如何检查给定的字符串是否是有效的URL地址?

我对正则表达式的知识是基本的,不允许我从我已经在网上看到的数百个正则表达式中进行选择。


当前回答

这个怎么样:

^(https?:\/\/(?:www\.|(?!www))[a-zA-Z0-9][a-zA-Z0-9-]+[a-zA-Z0-9]\.[^\s]{2,}|www\.[a-zA-Z0-9][a-zA-Z0-9-]+[a-zA-Z0-9]\.[^\s]{2,}|https?:\/\/(?:www\.|(?!www))[a-zA-Z0-9]\.[^\s]{2,}|www\.[a-zA-Z0-9]\.[^\s]{2,})$

这些是测试用例:

你可以在这里试试:https://regex101.com/r/mS9gD7/41

其他回答

为了方便起见,这里有一个用于URL的一行regexp,它也将匹配localhost,其中您更可能有端口,而不是。com或类似的端口。
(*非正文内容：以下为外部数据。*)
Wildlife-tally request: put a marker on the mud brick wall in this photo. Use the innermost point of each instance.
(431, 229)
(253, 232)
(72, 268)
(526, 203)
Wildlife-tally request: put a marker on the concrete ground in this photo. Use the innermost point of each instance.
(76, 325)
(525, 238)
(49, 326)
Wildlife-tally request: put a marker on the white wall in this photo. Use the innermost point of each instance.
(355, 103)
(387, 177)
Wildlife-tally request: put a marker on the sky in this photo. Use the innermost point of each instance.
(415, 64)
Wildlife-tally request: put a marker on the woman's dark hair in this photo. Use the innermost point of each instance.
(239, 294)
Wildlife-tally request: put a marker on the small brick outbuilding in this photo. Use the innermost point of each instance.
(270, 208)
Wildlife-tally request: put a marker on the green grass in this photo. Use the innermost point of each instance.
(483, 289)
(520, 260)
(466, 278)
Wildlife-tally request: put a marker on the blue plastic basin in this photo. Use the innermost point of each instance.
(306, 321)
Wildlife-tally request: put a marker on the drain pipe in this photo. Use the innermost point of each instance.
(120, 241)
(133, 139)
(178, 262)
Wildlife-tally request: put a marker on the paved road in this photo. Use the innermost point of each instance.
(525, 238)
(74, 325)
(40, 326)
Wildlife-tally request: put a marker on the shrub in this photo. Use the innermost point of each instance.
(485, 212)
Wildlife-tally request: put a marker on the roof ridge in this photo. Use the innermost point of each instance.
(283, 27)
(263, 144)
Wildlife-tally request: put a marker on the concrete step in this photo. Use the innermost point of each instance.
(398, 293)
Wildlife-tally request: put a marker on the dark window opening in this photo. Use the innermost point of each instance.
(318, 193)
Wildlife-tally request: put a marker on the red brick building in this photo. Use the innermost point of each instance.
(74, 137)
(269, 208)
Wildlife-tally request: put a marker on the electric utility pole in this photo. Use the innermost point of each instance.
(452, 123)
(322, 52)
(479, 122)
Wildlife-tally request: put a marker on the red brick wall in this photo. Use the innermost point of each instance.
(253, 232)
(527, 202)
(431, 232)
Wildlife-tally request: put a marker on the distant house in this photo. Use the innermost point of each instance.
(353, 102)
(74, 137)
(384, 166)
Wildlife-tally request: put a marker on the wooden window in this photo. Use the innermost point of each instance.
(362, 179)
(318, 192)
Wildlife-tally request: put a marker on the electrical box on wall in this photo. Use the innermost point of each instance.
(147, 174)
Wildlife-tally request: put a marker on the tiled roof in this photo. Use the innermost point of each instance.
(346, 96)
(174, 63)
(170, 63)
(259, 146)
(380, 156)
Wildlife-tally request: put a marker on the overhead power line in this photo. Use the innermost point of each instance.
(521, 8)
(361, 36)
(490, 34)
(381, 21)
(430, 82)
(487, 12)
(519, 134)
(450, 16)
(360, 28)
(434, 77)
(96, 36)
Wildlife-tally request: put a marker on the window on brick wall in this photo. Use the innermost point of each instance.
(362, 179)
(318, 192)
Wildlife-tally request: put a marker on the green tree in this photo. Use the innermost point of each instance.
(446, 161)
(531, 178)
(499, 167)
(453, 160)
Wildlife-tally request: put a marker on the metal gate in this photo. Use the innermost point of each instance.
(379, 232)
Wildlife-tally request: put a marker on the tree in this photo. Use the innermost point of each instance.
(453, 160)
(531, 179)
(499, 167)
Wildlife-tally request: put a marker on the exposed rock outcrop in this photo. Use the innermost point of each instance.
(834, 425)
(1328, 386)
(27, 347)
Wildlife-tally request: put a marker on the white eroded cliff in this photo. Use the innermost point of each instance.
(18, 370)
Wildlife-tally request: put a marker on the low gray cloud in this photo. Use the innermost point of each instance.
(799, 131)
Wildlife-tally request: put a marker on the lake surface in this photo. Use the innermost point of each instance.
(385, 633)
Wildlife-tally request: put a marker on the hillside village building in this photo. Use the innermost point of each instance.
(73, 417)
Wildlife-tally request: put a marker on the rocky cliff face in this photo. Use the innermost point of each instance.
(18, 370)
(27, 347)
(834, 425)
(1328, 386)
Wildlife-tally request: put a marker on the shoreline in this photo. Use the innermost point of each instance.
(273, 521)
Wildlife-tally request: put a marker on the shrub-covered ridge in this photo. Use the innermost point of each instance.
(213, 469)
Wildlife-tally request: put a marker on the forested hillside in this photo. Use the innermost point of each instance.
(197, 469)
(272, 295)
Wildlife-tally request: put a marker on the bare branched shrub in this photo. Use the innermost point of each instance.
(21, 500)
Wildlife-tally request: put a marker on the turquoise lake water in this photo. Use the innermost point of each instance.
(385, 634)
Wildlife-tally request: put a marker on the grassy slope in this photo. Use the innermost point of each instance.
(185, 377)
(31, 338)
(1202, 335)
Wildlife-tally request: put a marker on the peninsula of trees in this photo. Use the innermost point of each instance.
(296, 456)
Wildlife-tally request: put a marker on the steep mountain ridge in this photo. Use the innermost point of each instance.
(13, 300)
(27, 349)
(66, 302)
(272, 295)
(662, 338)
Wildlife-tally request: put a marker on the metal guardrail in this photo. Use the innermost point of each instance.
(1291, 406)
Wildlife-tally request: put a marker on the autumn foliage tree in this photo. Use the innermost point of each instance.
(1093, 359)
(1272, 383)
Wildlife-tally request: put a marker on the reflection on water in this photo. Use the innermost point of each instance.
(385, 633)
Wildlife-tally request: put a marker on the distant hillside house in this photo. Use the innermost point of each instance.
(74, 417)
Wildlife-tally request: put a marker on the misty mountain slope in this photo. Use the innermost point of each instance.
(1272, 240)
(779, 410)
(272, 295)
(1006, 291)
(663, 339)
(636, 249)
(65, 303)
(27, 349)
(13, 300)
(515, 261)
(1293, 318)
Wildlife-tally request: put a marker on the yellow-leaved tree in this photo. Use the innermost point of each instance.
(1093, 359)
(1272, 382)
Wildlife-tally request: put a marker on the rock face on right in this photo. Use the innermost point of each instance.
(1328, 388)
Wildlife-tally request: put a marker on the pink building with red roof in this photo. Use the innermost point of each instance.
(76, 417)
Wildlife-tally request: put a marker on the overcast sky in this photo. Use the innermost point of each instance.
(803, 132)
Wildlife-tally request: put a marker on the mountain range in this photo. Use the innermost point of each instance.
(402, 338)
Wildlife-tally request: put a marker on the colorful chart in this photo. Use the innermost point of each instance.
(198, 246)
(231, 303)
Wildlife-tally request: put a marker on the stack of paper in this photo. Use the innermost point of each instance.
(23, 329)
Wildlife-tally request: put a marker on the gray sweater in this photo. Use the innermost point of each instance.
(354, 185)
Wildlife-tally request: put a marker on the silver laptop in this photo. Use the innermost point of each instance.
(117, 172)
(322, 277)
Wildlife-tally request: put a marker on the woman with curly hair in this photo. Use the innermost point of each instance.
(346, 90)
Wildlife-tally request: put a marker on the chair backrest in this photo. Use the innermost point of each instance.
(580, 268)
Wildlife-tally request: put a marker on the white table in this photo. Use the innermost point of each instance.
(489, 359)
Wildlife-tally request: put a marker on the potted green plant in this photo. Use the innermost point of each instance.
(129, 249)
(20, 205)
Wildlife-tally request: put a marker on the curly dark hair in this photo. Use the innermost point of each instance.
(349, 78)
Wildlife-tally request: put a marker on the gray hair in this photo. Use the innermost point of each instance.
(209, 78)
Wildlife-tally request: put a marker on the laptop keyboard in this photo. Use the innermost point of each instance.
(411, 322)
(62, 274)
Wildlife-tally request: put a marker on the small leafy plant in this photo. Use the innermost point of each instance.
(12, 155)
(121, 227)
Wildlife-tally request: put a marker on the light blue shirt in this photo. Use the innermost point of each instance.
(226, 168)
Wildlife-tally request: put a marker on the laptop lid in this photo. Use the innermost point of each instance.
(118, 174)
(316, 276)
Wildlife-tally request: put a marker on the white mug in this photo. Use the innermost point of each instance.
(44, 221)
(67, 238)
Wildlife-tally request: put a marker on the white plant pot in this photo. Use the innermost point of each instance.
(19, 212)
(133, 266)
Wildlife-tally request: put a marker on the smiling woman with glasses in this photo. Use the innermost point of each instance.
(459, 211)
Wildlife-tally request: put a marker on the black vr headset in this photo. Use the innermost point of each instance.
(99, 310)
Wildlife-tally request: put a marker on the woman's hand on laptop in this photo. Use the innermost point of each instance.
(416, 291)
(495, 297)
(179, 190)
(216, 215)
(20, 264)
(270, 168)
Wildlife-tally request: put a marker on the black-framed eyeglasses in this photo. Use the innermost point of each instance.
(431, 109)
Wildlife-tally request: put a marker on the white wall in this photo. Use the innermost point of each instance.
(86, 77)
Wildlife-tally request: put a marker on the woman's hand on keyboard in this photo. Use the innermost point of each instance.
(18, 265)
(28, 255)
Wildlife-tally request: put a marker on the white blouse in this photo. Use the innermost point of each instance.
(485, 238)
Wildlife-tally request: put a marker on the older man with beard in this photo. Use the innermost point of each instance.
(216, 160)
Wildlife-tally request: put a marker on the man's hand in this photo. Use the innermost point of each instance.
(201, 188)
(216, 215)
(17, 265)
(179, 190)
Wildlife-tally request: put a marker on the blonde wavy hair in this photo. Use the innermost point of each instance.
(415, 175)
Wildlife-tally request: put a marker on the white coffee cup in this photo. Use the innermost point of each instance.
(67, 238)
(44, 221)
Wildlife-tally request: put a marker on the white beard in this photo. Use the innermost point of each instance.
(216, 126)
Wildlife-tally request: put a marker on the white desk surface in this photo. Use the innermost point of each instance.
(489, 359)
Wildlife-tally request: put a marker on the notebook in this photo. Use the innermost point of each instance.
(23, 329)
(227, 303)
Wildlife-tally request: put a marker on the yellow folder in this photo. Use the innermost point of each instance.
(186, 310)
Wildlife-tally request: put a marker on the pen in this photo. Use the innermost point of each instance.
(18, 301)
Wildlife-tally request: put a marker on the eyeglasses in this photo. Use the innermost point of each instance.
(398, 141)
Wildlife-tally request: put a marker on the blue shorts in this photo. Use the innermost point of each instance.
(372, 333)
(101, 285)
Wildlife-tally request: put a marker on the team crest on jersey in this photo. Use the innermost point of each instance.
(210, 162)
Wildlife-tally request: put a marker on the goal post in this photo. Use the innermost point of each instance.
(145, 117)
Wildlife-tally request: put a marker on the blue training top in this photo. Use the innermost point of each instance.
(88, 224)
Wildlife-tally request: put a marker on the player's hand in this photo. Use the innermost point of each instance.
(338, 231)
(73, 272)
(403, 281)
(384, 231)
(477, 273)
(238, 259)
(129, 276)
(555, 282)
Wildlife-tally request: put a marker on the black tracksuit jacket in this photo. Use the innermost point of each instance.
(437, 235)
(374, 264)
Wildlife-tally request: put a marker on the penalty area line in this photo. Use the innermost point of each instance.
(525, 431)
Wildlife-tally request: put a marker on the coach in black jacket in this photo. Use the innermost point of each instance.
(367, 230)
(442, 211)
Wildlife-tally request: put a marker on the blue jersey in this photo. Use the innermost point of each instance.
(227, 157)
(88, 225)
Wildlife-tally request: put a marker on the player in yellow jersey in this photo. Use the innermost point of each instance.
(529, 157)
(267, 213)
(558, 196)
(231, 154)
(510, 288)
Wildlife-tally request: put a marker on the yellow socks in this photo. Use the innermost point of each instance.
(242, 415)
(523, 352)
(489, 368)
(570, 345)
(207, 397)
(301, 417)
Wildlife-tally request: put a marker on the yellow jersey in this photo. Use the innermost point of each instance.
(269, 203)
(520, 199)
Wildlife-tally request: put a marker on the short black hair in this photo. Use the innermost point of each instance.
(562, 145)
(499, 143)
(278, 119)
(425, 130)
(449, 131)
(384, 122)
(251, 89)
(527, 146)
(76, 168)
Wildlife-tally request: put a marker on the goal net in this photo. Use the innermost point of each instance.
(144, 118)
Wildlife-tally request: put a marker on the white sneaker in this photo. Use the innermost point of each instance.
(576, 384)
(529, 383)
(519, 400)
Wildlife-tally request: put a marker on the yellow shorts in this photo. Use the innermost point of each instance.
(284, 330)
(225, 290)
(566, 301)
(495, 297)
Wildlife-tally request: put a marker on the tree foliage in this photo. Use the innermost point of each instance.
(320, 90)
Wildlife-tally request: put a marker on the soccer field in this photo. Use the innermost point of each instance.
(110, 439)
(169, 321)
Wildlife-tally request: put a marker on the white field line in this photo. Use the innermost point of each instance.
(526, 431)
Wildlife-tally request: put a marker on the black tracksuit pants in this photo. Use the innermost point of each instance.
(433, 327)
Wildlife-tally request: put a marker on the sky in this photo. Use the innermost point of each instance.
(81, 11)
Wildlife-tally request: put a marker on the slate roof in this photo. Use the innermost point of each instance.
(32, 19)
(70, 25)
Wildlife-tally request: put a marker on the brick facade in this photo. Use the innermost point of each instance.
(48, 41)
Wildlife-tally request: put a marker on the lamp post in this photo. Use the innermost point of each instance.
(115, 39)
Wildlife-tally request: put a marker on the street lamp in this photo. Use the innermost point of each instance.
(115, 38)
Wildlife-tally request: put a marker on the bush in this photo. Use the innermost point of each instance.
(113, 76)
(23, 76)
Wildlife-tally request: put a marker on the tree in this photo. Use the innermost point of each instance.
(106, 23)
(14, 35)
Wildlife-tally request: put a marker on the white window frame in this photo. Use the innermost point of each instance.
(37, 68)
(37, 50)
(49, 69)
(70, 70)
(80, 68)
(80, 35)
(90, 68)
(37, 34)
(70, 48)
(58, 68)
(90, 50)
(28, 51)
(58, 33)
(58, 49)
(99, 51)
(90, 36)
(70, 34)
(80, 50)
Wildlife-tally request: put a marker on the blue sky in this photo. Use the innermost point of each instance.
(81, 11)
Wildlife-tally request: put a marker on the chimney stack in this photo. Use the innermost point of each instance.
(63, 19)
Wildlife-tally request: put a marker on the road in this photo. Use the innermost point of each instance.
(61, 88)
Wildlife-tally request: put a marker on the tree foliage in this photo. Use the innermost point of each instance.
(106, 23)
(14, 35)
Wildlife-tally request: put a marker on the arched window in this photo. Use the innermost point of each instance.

(http(s)?:\/\/.)?(www\.)?[-a-zA-Z0-9@:%._\+~#=]{2,256}(\.[a-z]{2,6}|:[0-9]{3,4})\b([-a-zA-Z0-9@:%_\+.~#?&\/\/=]*)

我试着制定我的url版本。我的需求是在一个字符串中捕获实例,其中可能的url可以是cse.uom.ac.mu -注意它的前面没有http或www

String regularExpression = "((((ht{2}ps?://)?)((w{3}\\.)?))?)[^.&&[a-zA-Z0-9]][a-zA-Z0-9.-]+[^.&&[a-zA-Z0-9]](\\.[a-zA-Z]{2,3})";

assertTrue("www.google.com".matches(regularExpression));
assertTrue("www.google.co.uk".matches(regularExpression));
assertTrue("http://www.google.com".matches(regularExpression));
assertTrue("http://www.google.co.uk".matches(regularExpression));
assertTrue("https://www.google.com".matches(regularExpression));
assertTrue("https://www.google.co.uk".matches(regularExpression));
assertTrue("google.com".matches(regularExpression));
assertTrue("google.co.uk".matches(regularExpression));
assertTrue("google.mu".matches(regularExpression));
assertTrue("mes.intnet.mu".matches(regularExpression));
assertTrue("cse.uom.ac.mu".matches(regularExpression));

//cannot contain 2 '.' after www
assertFalse("www..dr.google".matches(regularExpression));

//cannot contain 2 '.' just before com
assertFalse("www.dr.google..com".matches(regularExpression));

// to test case where url www must be followed with a '.'
assertFalse("www:google.com".matches(regularExpression));

// to test case where url www must be followed with a '.'
//assertFalse("http://wwwe.google.com".matches(regularExpression));

// to test case where www must be preceded with a '.'
assertFalse("https://www@.google.com".matches(regularExpression));

如果你想采用更严格的规则,以下是我提出的:

isValidUrl(input) {
    var regex = /^(((H|h)(T|t)(T|t)(P|p)(S|s)?):\/\/)?[-a-zA-Z0-9@:%._\+~#=]{2,100}\.[a-zA-Z]{2,10}(\/([-a-zA-Z0-9@:%_\+.~#?&//=]*))?/
    return regex.test(input)
}

感谢@eyelidlessness提供了非常彻底(尽管很长)的基于RFC的正则表达式。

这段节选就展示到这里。